- Born: 1966 (age 59–60) Rotorua, New Zealand
- Education: Unitec Institute of Technology Massey University
- Website: ginamatchitt.com

= Gina Matchitt =

New Zealand jeweller, weaver and artist (born 1966)

Gina Matchitt (Te Arawa, Whakatōhea) is a New Zealand Māori jeweller, weaver and artist. Her work combines Māori pattern and language with contemporary pākehā brands and symbols.

== Biography ==
Matchitt was born and raised in Rotorua, and graduated from Unitec Institute of Technology with a diploma in design (jewellery) in 1994. She returned to Unitec as a lecturer in the School of Design from 1996 to 1999, teaching in the areas of body adornment, metal history and Māori arts.

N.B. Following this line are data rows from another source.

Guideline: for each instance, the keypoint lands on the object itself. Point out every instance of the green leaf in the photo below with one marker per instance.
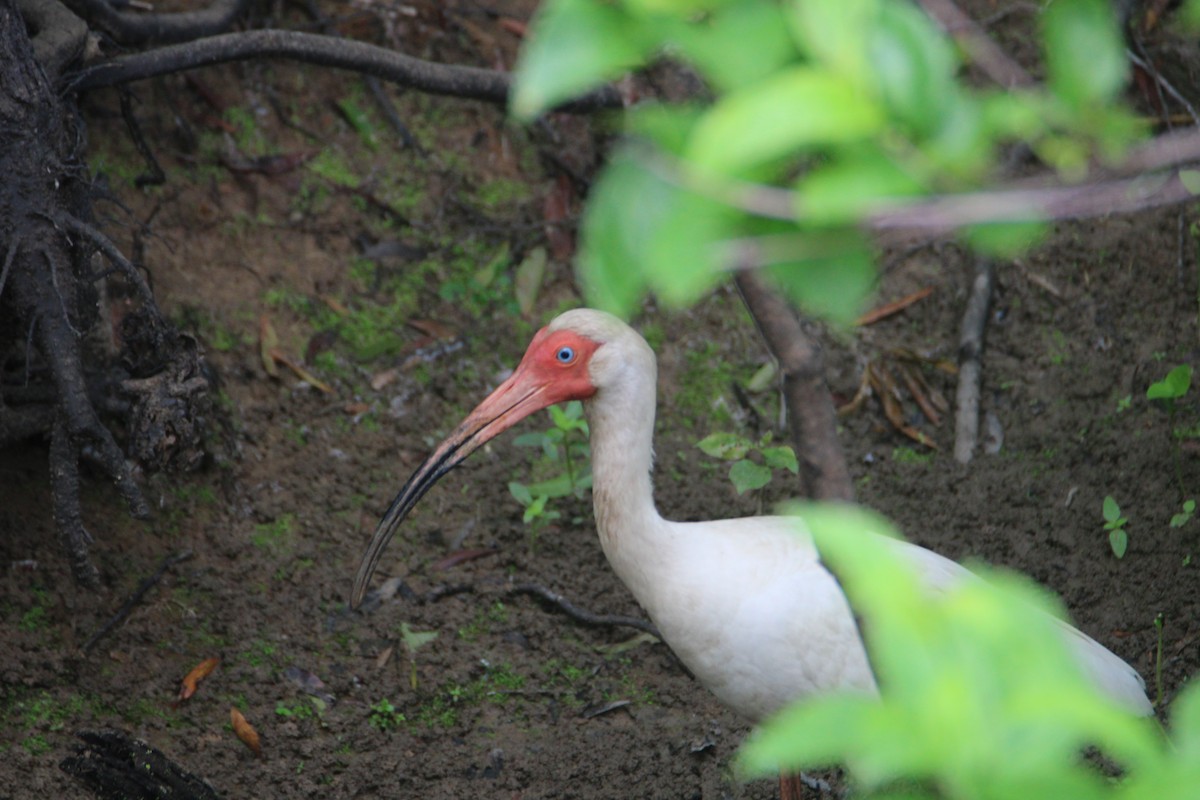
(415, 639)
(531, 272)
(781, 457)
(641, 232)
(1111, 510)
(574, 46)
(748, 476)
(738, 44)
(783, 115)
(1191, 180)
(834, 32)
(852, 184)
(1174, 386)
(726, 446)
(834, 287)
(1084, 52)
(521, 493)
(913, 66)
(763, 378)
(1119, 540)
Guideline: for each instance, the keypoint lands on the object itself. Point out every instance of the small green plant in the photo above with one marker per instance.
(414, 641)
(298, 710)
(749, 475)
(1170, 390)
(384, 716)
(1114, 523)
(1159, 623)
(565, 462)
(1182, 517)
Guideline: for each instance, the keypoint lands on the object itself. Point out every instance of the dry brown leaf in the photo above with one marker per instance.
(433, 329)
(304, 374)
(198, 673)
(895, 307)
(245, 732)
(268, 341)
(382, 379)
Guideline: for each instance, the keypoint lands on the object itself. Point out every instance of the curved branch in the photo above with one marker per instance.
(325, 50)
(144, 29)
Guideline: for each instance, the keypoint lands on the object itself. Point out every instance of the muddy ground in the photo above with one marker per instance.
(511, 698)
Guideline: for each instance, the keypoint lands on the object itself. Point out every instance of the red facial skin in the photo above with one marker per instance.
(555, 370)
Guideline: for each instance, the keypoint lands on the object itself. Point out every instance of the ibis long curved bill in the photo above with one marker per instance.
(538, 383)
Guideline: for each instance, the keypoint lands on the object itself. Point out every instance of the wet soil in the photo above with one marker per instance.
(510, 697)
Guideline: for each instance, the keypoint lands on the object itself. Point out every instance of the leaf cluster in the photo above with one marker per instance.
(749, 475)
(819, 114)
(981, 697)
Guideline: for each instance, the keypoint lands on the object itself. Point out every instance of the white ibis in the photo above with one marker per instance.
(745, 603)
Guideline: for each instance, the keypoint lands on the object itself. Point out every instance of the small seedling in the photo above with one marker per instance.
(1114, 523)
(749, 475)
(1181, 518)
(1170, 390)
(384, 716)
(567, 458)
(1158, 661)
(414, 641)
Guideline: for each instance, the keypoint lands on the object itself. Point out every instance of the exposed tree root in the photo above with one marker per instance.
(975, 323)
(51, 382)
(117, 767)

Her first solo exhibition, Ngā Whiriwhiri, was held in 1996 at Fingers Contemporary Jewellery Gallery in Auckland. Her Merchandise portfolio, representing external (Western) influences on Māori culture, won a Seppelt Contemporary Art Award in 1999 and was exhibited at the Museum of Contemporary Art Australia. She graduated with a masters of Māori visual arts from Massey University in 2011.

She and her family lived in Washington, D.C. from 2007 to 2012, then Rome for two years before returning to New Zealand.